Throughout middle school, high school, and even into my 20’s, I usually had my mom blow dry and/or straighten my hair. Not only did I thoroughly enjoy having my hair brushed (still do!) I wasn’t exactly good at “girl things” and one of those things were doing my hair. Besides the natural caramel blond color of my hair, there was almost nothing else I loved about my hair. It’s prone to tangles and weird waves… flat in some areas and curled in others. I’m in my 30’s now and I still haven’t really figured out my own hair. My godmother and one of my favorite people, Aunt Nancy, is a hair dresser. She is able to style my hair perfectly and effortlessly (it seems), proof that my hair is style-able, just not by me.
So yes, is it somewhat embarrassing that my Mom would do my hair as a grown ass adult? Yes. Yes, it is. But I think for the most part my Mom enjoyed it too (unless she was really busy and then she was like, “damnit Lori, when are you going to figure this out on your own.” Still, it was a bonding thing. If Mom did my hair, I got compliments. If I did my hair, I looked like a hillbilly or it went in a (frequently worn) pony-tail.
Lisa, my older sister, was (is) good at all things girly.
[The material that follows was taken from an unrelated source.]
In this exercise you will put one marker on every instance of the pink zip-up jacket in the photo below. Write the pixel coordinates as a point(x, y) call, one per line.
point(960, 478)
We both always had long blond hair (albeit, she sometimes experiments with colors). Sometimes Lisa would help me with my hair, but asking Lisa for help was risking getting met with attitude.
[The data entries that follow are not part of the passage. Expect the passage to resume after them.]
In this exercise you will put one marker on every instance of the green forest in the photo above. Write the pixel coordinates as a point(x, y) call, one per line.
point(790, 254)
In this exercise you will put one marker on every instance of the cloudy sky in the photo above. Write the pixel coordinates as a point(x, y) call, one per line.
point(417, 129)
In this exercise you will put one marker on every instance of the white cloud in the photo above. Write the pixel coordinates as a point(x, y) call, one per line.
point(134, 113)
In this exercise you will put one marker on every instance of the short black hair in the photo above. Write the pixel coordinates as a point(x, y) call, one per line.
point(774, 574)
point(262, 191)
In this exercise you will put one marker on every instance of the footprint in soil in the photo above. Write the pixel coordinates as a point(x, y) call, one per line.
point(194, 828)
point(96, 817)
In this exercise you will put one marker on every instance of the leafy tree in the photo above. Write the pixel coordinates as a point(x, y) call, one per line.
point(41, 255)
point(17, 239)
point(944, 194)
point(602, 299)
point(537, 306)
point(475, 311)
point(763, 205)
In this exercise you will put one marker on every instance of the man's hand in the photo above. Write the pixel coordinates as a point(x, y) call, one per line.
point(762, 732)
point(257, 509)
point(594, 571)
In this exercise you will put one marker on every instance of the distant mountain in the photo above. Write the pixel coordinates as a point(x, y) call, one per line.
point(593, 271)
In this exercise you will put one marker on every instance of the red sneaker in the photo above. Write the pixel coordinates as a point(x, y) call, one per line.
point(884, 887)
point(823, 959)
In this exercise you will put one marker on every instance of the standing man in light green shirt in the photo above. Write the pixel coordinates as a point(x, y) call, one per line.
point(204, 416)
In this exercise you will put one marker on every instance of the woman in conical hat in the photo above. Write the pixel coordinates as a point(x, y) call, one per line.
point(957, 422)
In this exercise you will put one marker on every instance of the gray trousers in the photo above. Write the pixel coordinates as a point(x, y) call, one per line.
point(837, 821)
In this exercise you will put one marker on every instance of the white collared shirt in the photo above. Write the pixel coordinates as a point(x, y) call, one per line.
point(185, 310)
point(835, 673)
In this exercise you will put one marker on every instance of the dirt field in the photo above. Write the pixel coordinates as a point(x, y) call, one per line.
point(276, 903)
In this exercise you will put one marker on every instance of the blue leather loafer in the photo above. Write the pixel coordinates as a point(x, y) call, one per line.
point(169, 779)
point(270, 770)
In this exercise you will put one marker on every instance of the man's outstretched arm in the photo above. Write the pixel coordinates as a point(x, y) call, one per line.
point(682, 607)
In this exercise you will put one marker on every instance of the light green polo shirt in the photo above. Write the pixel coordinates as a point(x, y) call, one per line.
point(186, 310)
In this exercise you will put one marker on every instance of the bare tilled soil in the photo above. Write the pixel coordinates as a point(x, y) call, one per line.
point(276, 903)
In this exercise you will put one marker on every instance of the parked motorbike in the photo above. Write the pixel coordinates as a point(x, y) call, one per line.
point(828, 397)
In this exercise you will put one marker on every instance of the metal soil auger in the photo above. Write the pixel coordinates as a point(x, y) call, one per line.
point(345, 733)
Mom, especially, always wanted me to look more girly, saying things like, “how will people see how pretty you are if you’re always wearing flannel shirts and not brushing your hair.” I, for one, am looking for people who like my personality first. Yes… my winning personality that was also quite often a secret as I sat quietly in most social situations, mumbling sarcastic comments under my breath. Though I didn’t hate being a “mysterious” person.
Dean, Mitch’s best friend, harasses me for not surfing in the cold months. I’m not exaggerating when I say that both my brother and Dean have earned reputations for being two of the hardest shredders on Long Island beaches. If you’re a frequent surfer at Gilgo or Democrat point, you probably know them by name, and if you don’t know their names, you probably know their surfing style. They always turn heads in the water. To watch them in the waves is to want to surf like them. I’ve spent nearly my whole life being jealous of their skills in the water.
“My gear is stowed away for the season,” I told Dean back in November, “see you in the Spring.” It’s not that I don’t adore my surfing buddies, including Dean, Christine, Wesley and Andrew, but I almost never see them in the colder months and then when the water warms up I see them all the time. We’re on constant wave watch.
I’m met with another problem in the water, even in the summer months: Raynaud’s Disease. Raynaud’s is a condition in which your capillaries become stringent in the cold and prevent blood circulation to your extremities. My hands are almost always cold, and both my fingers and toes go purple easily and sometimes go completely white at the tips. It’s dangerous when they go white because this can cause permanent nerve damage. That one day, I won’t be able to feel the tips of my toes and fingers. There is no cure for this. In fact, my doctor suggested I might “consider moving to a warmer climate as I get older.” Thanks for the advice, doc! Can I see your medical degree?
When I’m in the ocean and my hands turn a lavender color and suddenly I’m looking like a corpse going through rigor mortis, I know it’s almost time to get out and warm up, no matter how good the waves are. “I have to get out, I’m cold.”
There’s nothing quite like a hot shower after surfing cooler waters. Your core temperature feels dropped. You feel like you can spend hours under the hot water fall, bringing your whole body back to life. Until someone bangs at the door, “hurry up, you asshole, I have to take a shower too you know!” And then you know the one thing you won’t miss about living with your family is sharing a bathroom. After over six years of living by myself, though many nights are lonely and many days the lack of companionship stings, the idea of sharing a bathroom with another human sounds simply dreadful to me. I want all the hot water, all the time.